Governor of the Central Bank of Jordan
- In office 2012–2022
- Preceded by: Mohammed Said Shahin
- Succeeded by: Adel Al-Sharkas
- In office 1996–2000
- Preceded by: Mohammed Said Nabulsi
- Succeeded by: Umayya Toukan

Personal details
- Born: 1943 (age 82–83)
- Alma mater: Keele University University of Baghdad
- Occupation: Economist

= Ziad Fariz =

Jordanian politician

Ziad Fariz (born 1943) is a Jordanian banker, politician and economist and former Governor of the Central Bank of Jordan.

He was born in 1943 in As-Salt. He has a PhD in Economics from Keele University in the United Kingdom, and a BA from the University of Baghdad.

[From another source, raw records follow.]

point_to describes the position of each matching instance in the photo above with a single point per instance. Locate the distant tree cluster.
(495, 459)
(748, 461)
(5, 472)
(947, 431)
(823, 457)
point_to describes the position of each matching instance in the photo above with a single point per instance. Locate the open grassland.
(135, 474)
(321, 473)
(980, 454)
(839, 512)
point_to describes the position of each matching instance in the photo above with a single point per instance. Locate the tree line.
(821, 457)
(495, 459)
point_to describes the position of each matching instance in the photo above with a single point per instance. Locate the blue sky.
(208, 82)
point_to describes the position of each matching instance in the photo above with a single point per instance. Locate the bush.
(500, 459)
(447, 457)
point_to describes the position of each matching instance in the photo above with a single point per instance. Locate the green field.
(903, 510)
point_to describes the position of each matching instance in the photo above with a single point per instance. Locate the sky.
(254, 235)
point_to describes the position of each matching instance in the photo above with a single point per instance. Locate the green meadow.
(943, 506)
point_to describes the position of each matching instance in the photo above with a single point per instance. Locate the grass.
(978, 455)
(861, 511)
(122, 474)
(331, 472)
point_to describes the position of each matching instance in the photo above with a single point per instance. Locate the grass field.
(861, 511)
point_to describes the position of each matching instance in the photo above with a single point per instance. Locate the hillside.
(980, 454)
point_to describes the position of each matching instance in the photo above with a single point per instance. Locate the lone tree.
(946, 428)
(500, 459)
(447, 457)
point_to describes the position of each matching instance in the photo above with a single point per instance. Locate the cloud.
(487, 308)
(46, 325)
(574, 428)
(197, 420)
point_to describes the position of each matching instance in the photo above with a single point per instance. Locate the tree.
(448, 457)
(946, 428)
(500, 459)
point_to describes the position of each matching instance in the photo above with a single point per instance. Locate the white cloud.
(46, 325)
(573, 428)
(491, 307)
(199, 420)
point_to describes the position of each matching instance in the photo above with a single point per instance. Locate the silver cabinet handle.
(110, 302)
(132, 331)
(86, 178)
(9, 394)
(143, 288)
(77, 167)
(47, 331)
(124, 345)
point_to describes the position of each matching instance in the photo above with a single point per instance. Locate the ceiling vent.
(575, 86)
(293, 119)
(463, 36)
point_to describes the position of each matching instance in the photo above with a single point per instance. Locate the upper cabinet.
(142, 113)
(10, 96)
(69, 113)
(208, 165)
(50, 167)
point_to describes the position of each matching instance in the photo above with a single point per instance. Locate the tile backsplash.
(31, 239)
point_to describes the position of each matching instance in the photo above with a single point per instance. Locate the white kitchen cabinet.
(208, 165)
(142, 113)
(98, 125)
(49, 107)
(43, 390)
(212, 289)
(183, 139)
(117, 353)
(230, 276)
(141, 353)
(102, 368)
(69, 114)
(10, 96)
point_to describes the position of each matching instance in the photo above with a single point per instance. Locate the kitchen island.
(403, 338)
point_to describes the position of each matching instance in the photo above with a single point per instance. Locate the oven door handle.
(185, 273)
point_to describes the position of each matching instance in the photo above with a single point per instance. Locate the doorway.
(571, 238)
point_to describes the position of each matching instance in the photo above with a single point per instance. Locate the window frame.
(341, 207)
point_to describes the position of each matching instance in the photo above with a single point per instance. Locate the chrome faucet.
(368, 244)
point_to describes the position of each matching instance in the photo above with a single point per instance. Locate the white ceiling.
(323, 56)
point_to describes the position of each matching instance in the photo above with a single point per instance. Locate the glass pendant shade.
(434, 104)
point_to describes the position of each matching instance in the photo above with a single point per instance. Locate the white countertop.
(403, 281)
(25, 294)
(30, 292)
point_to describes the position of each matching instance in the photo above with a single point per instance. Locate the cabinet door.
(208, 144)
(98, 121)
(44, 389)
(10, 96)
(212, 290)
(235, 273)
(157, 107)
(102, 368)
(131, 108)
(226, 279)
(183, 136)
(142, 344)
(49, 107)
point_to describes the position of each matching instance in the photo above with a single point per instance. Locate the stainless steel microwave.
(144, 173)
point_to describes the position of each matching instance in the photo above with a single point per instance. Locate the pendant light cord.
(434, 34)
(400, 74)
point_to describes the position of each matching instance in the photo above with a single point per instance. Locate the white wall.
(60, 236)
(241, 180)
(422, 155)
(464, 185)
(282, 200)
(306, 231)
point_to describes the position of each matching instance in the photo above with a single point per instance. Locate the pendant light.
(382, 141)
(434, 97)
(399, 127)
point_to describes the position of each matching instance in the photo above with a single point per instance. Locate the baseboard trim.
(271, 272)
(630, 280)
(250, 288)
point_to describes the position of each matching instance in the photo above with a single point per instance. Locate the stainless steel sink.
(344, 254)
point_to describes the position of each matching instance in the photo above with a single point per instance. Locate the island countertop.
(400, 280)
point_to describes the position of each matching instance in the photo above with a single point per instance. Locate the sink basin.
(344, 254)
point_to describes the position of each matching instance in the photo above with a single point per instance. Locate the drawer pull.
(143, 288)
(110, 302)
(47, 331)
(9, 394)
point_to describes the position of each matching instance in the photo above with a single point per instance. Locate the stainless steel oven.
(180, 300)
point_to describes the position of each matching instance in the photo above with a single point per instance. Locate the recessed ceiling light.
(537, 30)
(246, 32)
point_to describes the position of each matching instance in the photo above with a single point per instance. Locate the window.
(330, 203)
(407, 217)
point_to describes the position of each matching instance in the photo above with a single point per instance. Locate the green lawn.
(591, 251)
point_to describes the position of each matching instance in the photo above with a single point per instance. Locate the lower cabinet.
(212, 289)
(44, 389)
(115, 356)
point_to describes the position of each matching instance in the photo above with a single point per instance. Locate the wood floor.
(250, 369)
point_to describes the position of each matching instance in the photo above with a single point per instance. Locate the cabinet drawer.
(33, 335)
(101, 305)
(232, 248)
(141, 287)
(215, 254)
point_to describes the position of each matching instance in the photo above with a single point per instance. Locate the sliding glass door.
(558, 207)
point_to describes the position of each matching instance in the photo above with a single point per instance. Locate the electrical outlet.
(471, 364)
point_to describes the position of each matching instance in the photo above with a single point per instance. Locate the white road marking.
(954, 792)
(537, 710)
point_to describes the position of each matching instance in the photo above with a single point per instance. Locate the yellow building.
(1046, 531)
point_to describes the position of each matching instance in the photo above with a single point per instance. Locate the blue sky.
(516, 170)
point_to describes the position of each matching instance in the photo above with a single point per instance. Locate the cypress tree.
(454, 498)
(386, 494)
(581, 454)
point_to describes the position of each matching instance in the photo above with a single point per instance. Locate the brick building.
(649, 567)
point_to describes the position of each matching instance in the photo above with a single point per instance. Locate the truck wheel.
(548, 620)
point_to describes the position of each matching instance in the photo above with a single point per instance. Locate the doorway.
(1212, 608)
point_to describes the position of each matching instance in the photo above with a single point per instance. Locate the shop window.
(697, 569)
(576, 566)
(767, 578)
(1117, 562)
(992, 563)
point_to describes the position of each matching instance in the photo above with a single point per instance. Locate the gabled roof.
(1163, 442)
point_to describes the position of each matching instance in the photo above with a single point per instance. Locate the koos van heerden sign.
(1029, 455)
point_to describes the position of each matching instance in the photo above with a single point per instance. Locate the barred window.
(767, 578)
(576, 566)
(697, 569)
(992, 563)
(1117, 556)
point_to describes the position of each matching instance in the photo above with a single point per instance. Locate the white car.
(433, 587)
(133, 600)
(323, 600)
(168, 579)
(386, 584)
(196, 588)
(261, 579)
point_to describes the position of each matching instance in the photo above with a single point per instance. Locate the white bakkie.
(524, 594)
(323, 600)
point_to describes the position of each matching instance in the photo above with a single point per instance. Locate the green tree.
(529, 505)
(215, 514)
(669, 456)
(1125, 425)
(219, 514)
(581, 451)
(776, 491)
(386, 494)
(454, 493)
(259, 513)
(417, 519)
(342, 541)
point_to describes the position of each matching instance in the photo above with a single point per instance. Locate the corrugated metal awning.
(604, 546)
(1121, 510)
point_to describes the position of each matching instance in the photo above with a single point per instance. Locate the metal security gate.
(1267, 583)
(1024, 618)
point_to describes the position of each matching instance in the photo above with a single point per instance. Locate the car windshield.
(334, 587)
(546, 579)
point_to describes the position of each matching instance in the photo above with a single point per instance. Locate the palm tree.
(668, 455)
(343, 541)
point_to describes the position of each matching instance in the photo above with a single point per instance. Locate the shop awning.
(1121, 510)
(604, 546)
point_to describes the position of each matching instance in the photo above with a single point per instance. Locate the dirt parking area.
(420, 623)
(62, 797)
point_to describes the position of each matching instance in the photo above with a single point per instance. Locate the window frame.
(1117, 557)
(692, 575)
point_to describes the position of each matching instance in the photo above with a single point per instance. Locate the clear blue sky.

Fariz joined the Central Bank in 1966, and after completing his PhD in 1978, he returned to the Central Bank as an Economic Advisor. He later served as Director of both the Research Department and the Investment and Foreign Operations Department. In 1984, he was appointed Secretary General of the Ministry of Planning and International Cooperation, a position he held until April 1989, when he was promoted to Minister until December 1989. He subsequently served as Minister of Trade from June 1989 to September 1991, and Minister of Planning and International Cooperation from September 1991 to September 1994. He co-founded Capital Bank in 1995, where he also became chairman of the board.

In 1996, Fariz became the Governor of the Central Bank of Jordan, a position he held until 2001. He then served as CEO of Bank ABC from September 2005 to October 2007. From November 2005 to September 2007, he was Deputy Prime Minister of Jordan and Minister of Finance from 2006 to 2007. He was the chairman of the Board of Directors of Capital Bank, where he worked until February 2009. After this, he went to First Investment Group, as Chairman of the Board.

On 10 January 2012, he was reappointed as Governor of the Central Bank of Jordan. He served in that role until 2022.